Sexual harassment is one of the most common and difficult workplace situations to navigate, especially when the harasser is your boss. You want to report the misconduct but you are afraid of being fired or otherwise retaliated against. You need to know what actions to take to stop the harassment while protecting your job and legal rights.
Sexual harassment often includes one or more of the following types of unwelcome behavior by a supervisor or co-worker:
- Physical touching
- Comments about your appearance/body/attractiveness
- Sexually explicit text messages or e-mails
- Sexual “jokes” or innuendos
- Persistent leering or staring
- Displaying sexual materials
- Solicitation of explicit pictures
- Repeated requests for a romantic date
If you are enduring sexual harassment at work, you need to take immediate action. Follow these 4 steps:
- Send a respectful, written complaint. Work e-mail is fine but include relevant dates and immediately print off a copy. In the complaint, be helpful and professional, offer solutions to the problem, and do not threaten.
- Be specific. Narrow down the key facts. Who, what, where, and when. Do not submit an excessively long complaint.
- Avoid legal conclusions. Do not say “this is illegal harassment.” You can say the same thing with more tact: “I feel like I’m being treated differently because of my sex….” The latter is not a legal conclusion and it is sufficient without being overly aggressive.
- Send your complaint to the right person. Follow the company’s reporting procedures or if the company does not have a reporting policy use your best judgment (usually human resources, or the owner in small companies). If the harasser is the owner and your boss and there is no one to send a complaint to, call a Nashville employment lawyer immediately to discuss your options.
Companies are responsible for what happens to their employees at work. Employers must take all reasonable steps to prevent harassment from occurring and, once a company is aware that harassment may be occurring, it has a legal duty to prevent it from continuing. Preventative measures may include conducting an investigation into sexual harassment allegations, disciplining/firing the harasser, and taking other corrective measures such as relocating the harasser away from your work location.

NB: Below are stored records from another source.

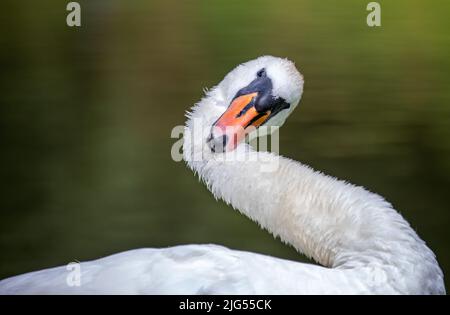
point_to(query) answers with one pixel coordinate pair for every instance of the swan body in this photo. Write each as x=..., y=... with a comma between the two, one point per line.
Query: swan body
x=362, y=244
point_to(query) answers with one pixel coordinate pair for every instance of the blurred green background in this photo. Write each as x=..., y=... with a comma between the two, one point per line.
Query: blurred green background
x=86, y=115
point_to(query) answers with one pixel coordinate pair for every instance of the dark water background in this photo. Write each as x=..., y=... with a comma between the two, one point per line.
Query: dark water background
x=86, y=115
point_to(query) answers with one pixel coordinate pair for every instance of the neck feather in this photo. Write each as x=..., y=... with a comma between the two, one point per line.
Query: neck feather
x=335, y=223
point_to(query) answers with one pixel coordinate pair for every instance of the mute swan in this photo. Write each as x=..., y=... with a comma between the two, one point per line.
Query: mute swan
x=362, y=243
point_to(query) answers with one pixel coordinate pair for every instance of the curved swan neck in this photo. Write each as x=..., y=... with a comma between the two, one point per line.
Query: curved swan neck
x=336, y=223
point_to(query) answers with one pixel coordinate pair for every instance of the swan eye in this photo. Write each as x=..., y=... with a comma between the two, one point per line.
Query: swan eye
x=261, y=73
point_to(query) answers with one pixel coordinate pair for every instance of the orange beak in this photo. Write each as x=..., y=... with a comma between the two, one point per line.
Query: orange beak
x=235, y=123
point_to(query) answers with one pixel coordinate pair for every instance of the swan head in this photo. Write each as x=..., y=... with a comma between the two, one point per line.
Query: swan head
x=260, y=92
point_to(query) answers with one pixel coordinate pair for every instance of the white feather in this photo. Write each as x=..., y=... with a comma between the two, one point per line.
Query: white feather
x=363, y=244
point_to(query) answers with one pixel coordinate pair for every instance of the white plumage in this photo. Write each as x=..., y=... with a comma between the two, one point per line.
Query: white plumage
x=362, y=243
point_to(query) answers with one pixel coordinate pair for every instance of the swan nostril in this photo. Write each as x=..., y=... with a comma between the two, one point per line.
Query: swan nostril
x=217, y=144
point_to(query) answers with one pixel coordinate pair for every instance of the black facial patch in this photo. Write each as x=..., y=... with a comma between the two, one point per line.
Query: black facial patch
x=264, y=101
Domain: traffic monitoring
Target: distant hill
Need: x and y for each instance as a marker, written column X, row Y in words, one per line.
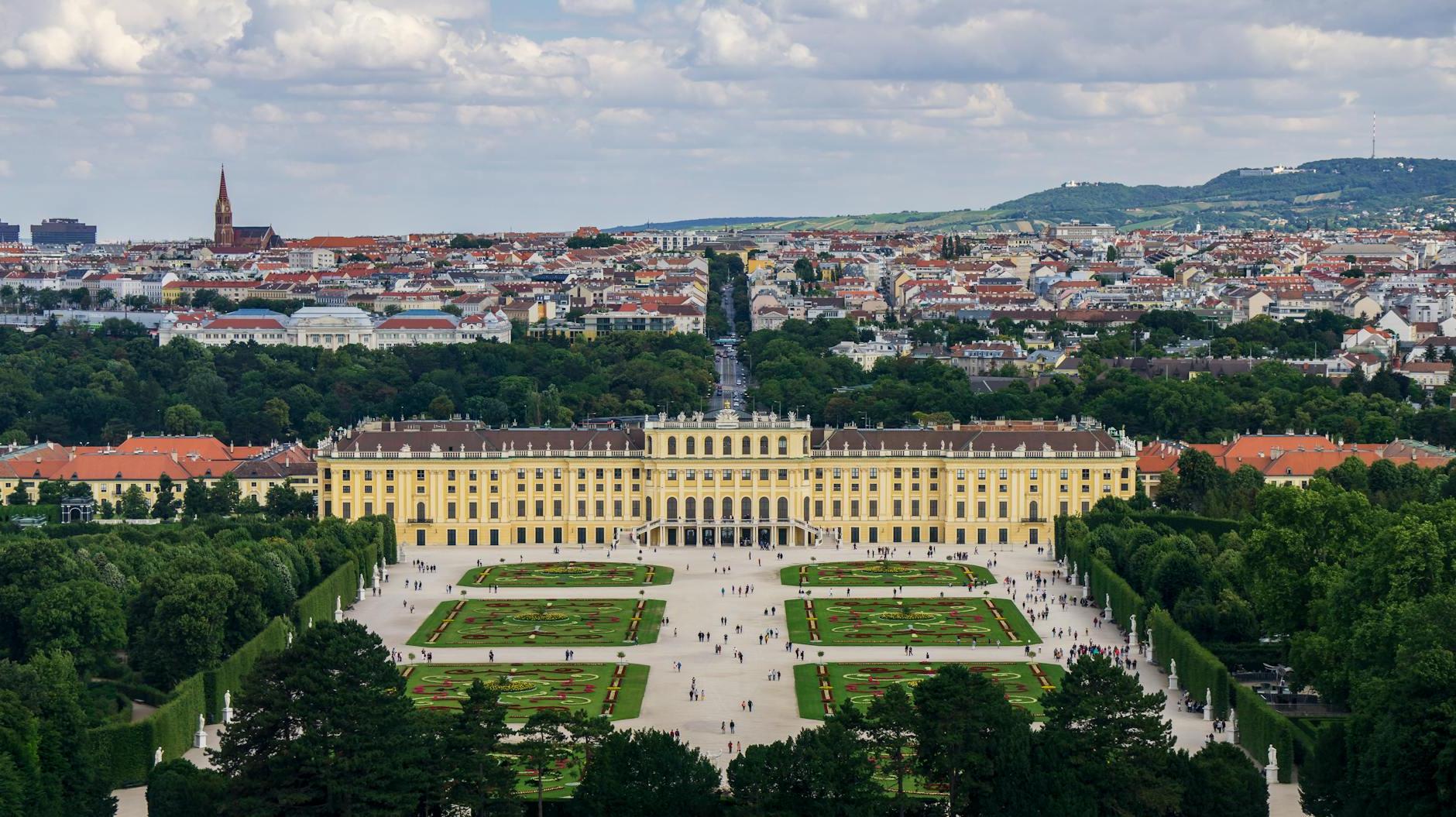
column 1337, row 191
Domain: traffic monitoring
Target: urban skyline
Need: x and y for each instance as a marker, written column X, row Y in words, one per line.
column 618, row 112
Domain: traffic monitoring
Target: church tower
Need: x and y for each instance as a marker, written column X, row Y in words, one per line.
column 223, row 215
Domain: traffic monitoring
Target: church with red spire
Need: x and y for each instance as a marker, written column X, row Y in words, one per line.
column 236, row 241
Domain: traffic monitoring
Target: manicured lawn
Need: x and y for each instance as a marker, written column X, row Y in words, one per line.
column 597, row 689
column 539, row 622
column 931, row 622
column 820, row 691
column 567, row 574
column 559, row 781
column 885, row 574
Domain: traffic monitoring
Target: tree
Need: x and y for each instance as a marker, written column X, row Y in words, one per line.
column 81, row 616
column 804, row 269
column 1224, row 782
column 133, row 503
column 327, row 729
column 21, row 496
column 177, row 788
column 225, row 496
column 195, row 499
column 1107, row 744
column 182, row 420
column 479, row 778
column 973, row 742
column 644, row 772
column 167, row 503
column 542, row 744
column 893, row 734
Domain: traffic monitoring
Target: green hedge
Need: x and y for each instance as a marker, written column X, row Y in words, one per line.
column 318, row 603
column 1260, row 727
column 1199, row 671
column 124, row 750
column 229, row 675
column 1249, row 656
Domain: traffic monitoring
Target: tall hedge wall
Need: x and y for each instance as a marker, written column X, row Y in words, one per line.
column 1199, row 671
column 124, row 750
column 318, row 603
column 1260, row 727
column 229, row 675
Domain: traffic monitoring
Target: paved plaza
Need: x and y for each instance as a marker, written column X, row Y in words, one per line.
column 734, row 663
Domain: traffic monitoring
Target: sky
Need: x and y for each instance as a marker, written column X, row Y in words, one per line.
column 372, row 117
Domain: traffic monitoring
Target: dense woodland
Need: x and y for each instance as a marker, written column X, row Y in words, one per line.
column 1104, row 750
column 1350, row 582
column 73, row 385
column 94, row 618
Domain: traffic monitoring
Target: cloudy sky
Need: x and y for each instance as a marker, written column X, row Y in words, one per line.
column 392, row 115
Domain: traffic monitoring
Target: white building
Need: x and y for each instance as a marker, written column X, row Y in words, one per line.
column 334, row 328
column 307, row 259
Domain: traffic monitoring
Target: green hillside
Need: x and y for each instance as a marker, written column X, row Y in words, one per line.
column 1338, row 191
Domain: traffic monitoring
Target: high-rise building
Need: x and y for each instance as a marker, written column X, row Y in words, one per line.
column 63, row 232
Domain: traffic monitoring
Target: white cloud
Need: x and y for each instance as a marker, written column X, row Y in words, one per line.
column 597, row 8
column 228, row 139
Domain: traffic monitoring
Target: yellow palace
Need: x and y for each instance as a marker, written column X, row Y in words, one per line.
column 730, row 479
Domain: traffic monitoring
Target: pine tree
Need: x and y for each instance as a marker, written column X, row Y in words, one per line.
column 327, row 729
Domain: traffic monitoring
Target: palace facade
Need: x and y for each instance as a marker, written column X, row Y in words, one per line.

If your employer has failed to take corrective action, contact a Nashville-based employment lawyer to discuss your options.
If you are reading this you probably see the writing on the wall and are about to be terminated. In that case, you want to lay a solid foundation for any potential legal claims. Even if you do not end up in court, you need to have a case that a judge could find credible in order for your employer to consider settling the claim in your favor. Therefore, you should take two additional steps:Gather Documents
Gather and organize all of the documents that you can find concerning your employment, including:
- Pay stubs
- Text messages
- Audio recordings
- E-mails (including ones that show the employer’s receipt of your complaint)
- Performance evaluations
- Disciplinary warnings, reprimands, or write-ups
- Job description
- Awards, accolades, or other evidence that shows you performed well
- Attendance records
- Employee handbook, manual, or other documents describing work rules, policies, and procedures
- Pension benefits and retirement plan information, including monthly statements, including any ESOP plan materials
Do not engaged in “self-help” discovery by taking documents or accessing information to which you have no right to possess. Doing so could potentially hurt your employment law claims and expose you to legal liability. Your lawyer can obtain copies of such documents through the discovery process later, if necessary.Identify Witnesses
If you think co-workers observed the harassment, make a list of their names, e-mail addresses, and telephone numbers, and include a summary of what you expect them to say (good and bad). Specific and detailed information related to unlawful harassment or retaliation is always better than general misgivings about a supervisor or work environment.